One key piece of infrastructure has been erected since May — the ethane tank, which McNally calls “the logistics heart of Project One.” With a capacity of 197,000 cubic meters, it is the largest cryogenic tank in Europe, he said.
“After the summer, the site will go really vertical, when the shipped modules will come in, which have been built in multiple overseas yards,” McNally said. “These works have not been impacted by the permit annulment in Antwerp.” The modules include pipe racks, cracking furnaces and process units weighing up to 10,000 metric tons. “At our nearby Lillo site, we are getting everything ready for the reception and construction of these modules,” he added. “The quay wall and the offloading platform, for example, have now been finalized.”
Ineos still aims to go live with the 1.45 million metric tons per year ethylene plant at the end of 2026, McNally said.
But the permitting difficulties have made it “a very challenging journey” since Ineos announced the Project One investment in January 2019 — the first new cracker to be built in Europe for 25 years — McNally said. “We have written a permit application totalling 5,176 pages to get to build Project One,” he said. “When our permit was annulled, it took six months and another 832 pages to recover the permit, in the form of detailed environmental research to demonstrate that our negligible deposition of nitrogen does not have a significant impact on nature reserves. We are now five years later and naturally our permit and legal team is making every effort to ensure maximum legal certainty for the project.”
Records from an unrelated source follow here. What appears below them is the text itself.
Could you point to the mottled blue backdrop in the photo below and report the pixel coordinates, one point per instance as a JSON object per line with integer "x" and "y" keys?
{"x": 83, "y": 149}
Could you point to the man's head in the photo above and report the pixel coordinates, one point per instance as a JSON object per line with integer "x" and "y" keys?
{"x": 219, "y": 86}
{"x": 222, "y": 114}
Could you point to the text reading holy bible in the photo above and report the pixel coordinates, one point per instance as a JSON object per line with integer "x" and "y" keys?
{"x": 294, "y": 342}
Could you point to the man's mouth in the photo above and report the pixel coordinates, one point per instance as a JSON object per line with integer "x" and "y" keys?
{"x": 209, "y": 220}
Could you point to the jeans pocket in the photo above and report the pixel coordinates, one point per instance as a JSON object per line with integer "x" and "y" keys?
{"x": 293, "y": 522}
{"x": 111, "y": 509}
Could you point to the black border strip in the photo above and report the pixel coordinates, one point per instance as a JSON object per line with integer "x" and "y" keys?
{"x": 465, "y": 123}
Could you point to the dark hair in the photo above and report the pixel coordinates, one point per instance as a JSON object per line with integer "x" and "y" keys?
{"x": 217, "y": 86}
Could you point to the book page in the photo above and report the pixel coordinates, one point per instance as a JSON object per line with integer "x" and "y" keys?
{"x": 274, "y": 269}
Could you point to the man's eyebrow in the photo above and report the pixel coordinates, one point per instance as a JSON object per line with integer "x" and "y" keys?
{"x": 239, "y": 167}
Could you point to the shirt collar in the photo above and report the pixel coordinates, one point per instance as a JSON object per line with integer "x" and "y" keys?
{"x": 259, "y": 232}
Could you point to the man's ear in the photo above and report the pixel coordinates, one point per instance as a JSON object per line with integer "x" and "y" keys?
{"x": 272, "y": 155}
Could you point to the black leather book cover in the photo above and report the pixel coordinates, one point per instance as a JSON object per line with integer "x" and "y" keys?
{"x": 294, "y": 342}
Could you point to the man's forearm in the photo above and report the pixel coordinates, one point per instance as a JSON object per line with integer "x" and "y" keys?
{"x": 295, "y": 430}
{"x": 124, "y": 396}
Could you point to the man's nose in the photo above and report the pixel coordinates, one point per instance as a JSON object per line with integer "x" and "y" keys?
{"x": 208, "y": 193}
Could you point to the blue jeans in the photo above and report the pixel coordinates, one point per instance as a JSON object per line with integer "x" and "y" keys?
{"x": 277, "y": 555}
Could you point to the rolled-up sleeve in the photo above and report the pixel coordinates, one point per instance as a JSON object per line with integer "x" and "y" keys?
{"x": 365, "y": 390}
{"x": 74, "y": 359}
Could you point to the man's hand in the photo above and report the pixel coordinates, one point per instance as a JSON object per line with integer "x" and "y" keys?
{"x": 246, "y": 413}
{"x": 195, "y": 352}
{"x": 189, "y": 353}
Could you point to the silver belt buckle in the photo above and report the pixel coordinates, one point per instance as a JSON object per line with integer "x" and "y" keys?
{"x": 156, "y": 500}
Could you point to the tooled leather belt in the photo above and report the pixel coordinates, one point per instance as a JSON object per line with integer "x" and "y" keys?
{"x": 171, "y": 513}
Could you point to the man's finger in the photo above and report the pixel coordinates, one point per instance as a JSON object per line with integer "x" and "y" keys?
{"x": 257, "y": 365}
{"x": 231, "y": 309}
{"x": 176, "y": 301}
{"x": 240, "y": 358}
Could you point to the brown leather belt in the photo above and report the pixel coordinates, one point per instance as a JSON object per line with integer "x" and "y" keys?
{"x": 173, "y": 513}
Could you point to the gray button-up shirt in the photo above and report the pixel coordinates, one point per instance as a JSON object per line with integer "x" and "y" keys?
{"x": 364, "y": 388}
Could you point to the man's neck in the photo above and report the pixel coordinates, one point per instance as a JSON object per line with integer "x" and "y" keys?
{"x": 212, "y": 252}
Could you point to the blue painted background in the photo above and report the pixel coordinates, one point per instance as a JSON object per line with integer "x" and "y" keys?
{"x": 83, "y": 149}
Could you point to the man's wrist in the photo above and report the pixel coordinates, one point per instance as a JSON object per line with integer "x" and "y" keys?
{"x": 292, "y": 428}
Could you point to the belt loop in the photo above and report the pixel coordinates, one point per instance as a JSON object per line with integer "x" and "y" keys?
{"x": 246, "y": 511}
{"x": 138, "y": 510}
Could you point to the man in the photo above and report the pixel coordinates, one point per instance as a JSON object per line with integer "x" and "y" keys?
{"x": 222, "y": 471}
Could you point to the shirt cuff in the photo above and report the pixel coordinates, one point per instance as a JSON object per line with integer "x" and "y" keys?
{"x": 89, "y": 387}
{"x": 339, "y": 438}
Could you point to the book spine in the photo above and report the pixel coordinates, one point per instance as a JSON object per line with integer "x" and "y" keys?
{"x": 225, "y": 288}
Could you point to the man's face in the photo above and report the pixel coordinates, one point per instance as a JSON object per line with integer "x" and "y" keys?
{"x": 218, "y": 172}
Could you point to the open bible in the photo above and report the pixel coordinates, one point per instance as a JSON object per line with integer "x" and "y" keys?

In July 2024, the Flemish Minister of Environment withdrew the January decision to restore the original permit and issued a new environmental permit for Project One. The new permit also refers to Flanders’ Nitrogen Decree, providing for limits on nitrogen emissions, which came into force at the end of February. “This way legal certainty is increased,” McNally said. “For megaprojects like ours it is extremely difficult to be exposed to this kind of legal uncertainty.”